February 1, 2022
Aphrodite, the Greek goddess of love and beauty, is often depicted with doves and roses and swans. Athena, goddess of wisdom and war, appears with an owl and spear. Kuan Yin, goddess of compassion and mercy sits on a lotus and holds a vessel of healing water. Durga, goddess of protection, strength, motherhood, and destruction, rides a tiger and her many arms hold symbols of those aspects.
Yet in the global cosmology of goddess archetypes, none have as many aspects or symbols as Brigid. Primarily associated with healing, poetry, and the forge, Brigid’s symbols extend far beyond those three energies to include the bell, cloak, cow, cross, dandelion, flame, oak, snow drop, and sword. And there are legends for each of these symbols. No reductive mythic symbology can contain her. She’s just too big, too pervasive, too present. And perhaps that is why she remains so relevant. Perhaps that is why, as the symbol of the divine feminine, she is so celebrated on this day and all days. Perhaps that is why next year Ireland will begin a national holiday for her.

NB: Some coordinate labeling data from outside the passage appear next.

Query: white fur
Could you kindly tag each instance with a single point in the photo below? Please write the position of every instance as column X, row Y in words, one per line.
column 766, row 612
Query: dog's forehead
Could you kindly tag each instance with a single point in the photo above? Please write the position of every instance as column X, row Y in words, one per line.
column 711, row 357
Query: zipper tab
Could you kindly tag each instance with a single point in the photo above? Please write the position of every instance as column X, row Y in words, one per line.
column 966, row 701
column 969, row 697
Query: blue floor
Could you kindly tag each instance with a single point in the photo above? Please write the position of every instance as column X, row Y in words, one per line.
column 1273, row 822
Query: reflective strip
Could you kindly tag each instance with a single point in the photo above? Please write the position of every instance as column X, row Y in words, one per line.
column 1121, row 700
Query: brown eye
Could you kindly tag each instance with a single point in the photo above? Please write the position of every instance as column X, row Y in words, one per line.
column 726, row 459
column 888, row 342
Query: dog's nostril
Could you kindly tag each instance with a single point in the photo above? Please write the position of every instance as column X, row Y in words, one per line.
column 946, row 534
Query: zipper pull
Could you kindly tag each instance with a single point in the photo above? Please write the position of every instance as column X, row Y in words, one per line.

Many of you will likely be seeing all manner of tributes to Brigid, all manner of writing and images. I thought I would share a song I received in a meditation a few years ago. From the Céile Dé tradition that is rooted in the ancient Irish Catholic Church, one of the many poetic names for Brigid is Seek Beyond. Sireadh Thall, in Irish. In this aspect she reminds us that it is always possible to step beyond our limits. New life is coming!

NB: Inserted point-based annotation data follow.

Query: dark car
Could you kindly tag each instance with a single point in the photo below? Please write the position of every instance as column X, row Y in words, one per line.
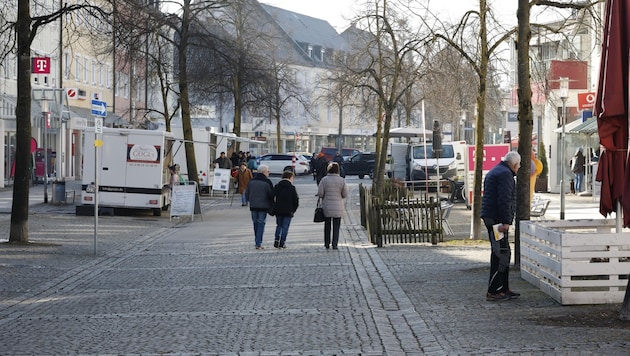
column 360, row 164
column 330, row 152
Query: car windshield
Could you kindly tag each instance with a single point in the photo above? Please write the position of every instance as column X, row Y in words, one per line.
column 418, row 152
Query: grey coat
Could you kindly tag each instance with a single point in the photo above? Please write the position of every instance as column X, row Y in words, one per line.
column 333, row 190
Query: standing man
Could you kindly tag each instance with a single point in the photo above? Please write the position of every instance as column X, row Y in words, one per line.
column 223, row 162
column 259, row 194
column 498, row 207
column 286, row 203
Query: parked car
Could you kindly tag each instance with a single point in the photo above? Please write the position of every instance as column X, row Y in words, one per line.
column 280, row 162
column 361, row 164
column 330, row 152
column 306, row 155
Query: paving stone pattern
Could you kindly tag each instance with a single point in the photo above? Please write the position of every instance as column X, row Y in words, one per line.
column 158, row 286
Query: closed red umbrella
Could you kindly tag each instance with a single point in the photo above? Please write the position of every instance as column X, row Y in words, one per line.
column 611, row 109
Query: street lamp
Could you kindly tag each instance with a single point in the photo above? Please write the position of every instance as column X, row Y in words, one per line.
column 44, row 105
column 564, row 95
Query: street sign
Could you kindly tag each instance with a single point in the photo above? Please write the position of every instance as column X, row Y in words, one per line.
column 98, row 125
column 99, row 108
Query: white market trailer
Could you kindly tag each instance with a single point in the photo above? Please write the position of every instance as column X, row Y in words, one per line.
column 131, row 170
column 208, row 145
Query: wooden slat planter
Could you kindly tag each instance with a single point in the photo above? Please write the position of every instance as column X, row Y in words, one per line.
column 400, row 218
column 576, row 261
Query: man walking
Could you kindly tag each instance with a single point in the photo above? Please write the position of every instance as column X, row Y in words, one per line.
column 498, row 207
column 259, row 194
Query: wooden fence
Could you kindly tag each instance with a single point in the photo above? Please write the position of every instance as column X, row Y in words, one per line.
column 394, row 215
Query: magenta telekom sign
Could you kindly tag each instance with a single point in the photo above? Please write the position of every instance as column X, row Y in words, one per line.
column 41, row 65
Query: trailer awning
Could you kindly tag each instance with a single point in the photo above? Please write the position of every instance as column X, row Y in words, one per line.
column 231, row 136
column 588, row 127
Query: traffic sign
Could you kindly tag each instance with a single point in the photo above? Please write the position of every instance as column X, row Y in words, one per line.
column 99, row 108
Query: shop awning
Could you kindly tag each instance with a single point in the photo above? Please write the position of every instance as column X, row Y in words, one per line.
column 568, row 127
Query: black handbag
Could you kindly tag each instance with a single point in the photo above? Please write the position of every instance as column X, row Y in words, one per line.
column 319, row 212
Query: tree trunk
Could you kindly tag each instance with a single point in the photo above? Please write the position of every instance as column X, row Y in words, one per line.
column 525, row 124
column 19, row 208
column 624, row 314
column 191, row 161
column 481, row 109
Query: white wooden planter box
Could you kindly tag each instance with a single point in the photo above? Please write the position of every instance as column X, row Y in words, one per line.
column 576, row 261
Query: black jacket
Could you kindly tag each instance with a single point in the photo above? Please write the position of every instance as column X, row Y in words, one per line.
column 259, row 193
column 286, row 198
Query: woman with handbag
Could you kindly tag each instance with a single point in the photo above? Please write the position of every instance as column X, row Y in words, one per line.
column 332, row 191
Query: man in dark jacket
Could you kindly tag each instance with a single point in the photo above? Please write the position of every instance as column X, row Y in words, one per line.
column 285, row 205
column 259, row 194
column 498, row 207
column 339, row 159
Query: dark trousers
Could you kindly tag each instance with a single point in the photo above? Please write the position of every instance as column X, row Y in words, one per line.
column 336, row 223
column 498, row 281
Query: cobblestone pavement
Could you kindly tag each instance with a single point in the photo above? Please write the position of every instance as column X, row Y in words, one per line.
column 160, row 286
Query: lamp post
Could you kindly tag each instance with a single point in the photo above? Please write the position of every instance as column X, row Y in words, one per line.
column 44, row 105
column 564, row 95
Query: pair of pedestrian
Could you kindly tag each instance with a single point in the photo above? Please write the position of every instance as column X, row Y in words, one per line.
column 281, row 201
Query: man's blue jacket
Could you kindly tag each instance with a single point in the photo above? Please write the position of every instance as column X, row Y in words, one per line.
column 499, row 194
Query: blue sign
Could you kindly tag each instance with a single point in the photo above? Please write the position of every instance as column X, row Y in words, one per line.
column 512, row 116
column 99, row 108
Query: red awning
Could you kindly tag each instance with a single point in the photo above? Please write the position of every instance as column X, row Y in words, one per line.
column 611, row 109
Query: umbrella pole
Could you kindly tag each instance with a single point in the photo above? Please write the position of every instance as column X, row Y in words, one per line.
column 618, row 217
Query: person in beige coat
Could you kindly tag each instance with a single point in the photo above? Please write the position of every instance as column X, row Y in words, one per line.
column 242, row 179
column 332, row 191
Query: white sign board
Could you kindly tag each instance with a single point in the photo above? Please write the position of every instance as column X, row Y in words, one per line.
column 183, row 200
column 221, row 180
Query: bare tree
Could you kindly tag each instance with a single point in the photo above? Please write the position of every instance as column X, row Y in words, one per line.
column 22, row 27
column 478, row 55
column 383, row 53
column 185, row 30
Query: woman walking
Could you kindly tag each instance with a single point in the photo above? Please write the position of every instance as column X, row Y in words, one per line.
column 332, row 191
column 286, row 202
column 242, row 179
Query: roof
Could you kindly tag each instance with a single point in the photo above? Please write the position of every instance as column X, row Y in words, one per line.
column 306, row 29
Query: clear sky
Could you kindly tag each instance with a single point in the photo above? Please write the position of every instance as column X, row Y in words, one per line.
column 336, row 12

Imbolc Blessings, my friends. May we all journey beyond.
Judith – firstname.lastname@example.org
A blessed Imbolc to you, friend. And this will be a new public holiday in Ireland, starting next year. About time, since she’s one of the three great saints for the island. More importantly, though, is all the all that Brigid entails. I have Brigid crosses in my life, but there is so much more. A wonderful saint and person to get to know.